Loveing Something to Death?

I have contributed articles to The Drink Tank, a Hugo Award-winning fanzine. Heck, I have a Hugo Award trophy (one of two leftovers from ConJosé, engraved for the two co-chairs). Does that make me a "Hugo Award winner?" Of course it does not. When, back in 2002, I brought that display copy up to show to my mother (who is the person who set me to reading SF/F), she said, "My little boy has a Hugo Award!" and I carefully said that having a display trophy and having an actual Hugo Award were not the same things.

So why is it that a bunch of people who contributed toward a Hugo Award-winning related work have taken it into their heads that they — all of them, thousands of them — are all individually "Hugo Award winners?" (And why have several online news sources repeated this assertion when they should know better.) And when the organizers politely pointed that out, some people seem to interpret it as the Big Bad Meanies Want to Spoil Our Fun. It's not like that at all.

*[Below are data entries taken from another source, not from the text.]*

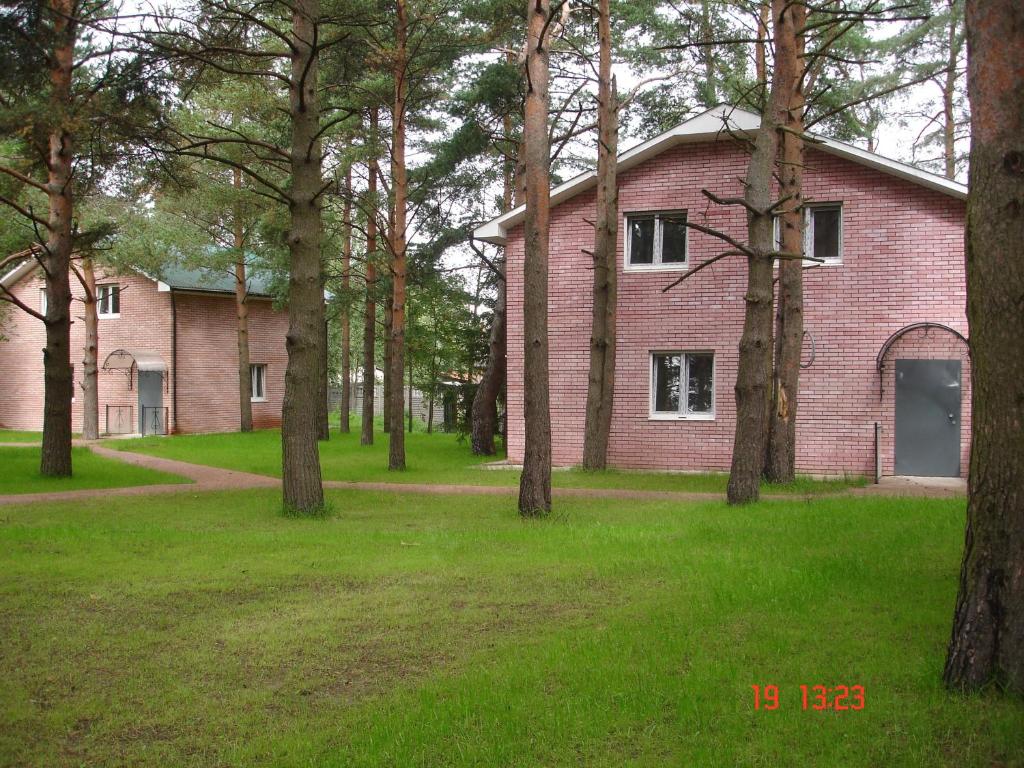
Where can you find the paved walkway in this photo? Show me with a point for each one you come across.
(213, 478)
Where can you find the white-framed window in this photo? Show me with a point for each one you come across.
(822, 232)
(682, 385)
(259, 382)
(109, 300)
(655, 241)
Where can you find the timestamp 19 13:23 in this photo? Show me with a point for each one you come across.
(813, 697)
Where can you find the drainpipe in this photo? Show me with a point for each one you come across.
(878, 453)
(174, 363)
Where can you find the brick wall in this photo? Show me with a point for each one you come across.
(208, 356)
(902, 263)
(208, 398)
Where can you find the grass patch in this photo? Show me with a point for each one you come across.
(434, 458)
(20, 473)
(443, 631)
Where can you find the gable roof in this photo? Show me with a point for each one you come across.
(713, 125)
(175, 278)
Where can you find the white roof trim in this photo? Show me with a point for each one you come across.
(711, 126)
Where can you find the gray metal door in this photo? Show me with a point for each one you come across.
(928, 411)
(151, 402)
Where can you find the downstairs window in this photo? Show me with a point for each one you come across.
(682, 385)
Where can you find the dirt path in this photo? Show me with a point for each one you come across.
(213, 478)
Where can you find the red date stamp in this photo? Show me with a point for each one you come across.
(815, 697)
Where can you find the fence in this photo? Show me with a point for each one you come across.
(421, 403)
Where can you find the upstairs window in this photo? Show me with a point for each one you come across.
(259, 383)
(822, 232)
(109, 300)
(682, 385)
(655, 241)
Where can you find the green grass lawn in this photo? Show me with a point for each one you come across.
(19, 473)
(404, 630)
(434, 458)
(13, 435)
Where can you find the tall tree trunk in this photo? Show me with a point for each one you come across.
(601, 380)
(399, 182)
(90, 383)
(535, 483)
(760, 61)
(242, 314)
(483, 420)
(370, 322)
(388, 300)
(780, 464)
(754, 373)
(411, 399)
(346, 332)
(987, 642)
(303, 489)
(433, 388)
(709, 88)
(484, 410)
(57, 384)
(948, 93)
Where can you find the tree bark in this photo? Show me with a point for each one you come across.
(399, 181)
(303, 489)
(953, 43)
(987, 643)
(483, 424)
(370, 321)
(90, 383)
(57, 385)
(484, 416)
(535, 483)
(760, 62)
(388, 300)
(780, 464)
(755, 367)
(242, 314)
(601, 379)
(346, 332)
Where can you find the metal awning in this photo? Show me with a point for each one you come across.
(143, 359)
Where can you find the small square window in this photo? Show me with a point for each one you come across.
(109, 300)
(669, 371)
(823, 232)
(655, 241)
(259, 383)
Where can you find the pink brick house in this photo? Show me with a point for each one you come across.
(887, 370)
(168, 353)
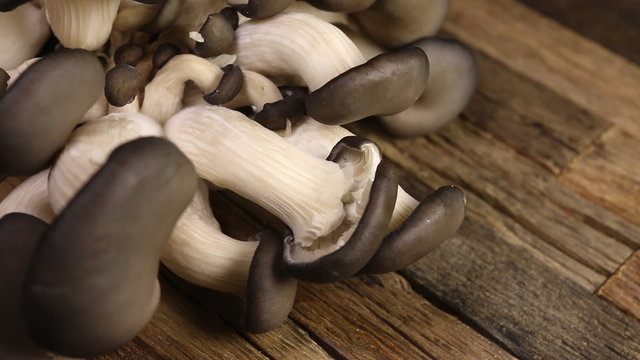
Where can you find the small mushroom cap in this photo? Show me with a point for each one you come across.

For an award like the Hugo Award to have any meaning, it needs to be something that not everyone can have. That means trying to enforce our service mark. We're not trying to be bad guys. It's not like anyone pays those of us doing it. We're just trying to make sure that it's being used legitimately, so that anyone who has legitimately won the Award is entitled to their legitimate honor.

A certain group of people set out to deliberately destroy the Hugo Awards a few years ago, and they didn't succeed in doing so, thank goodness. It would be terribly ironic that people who celebrate and embrace their corner of fandom having won a Hugo Award would, by excessive exuberance, end up undermining the very award they claim to value.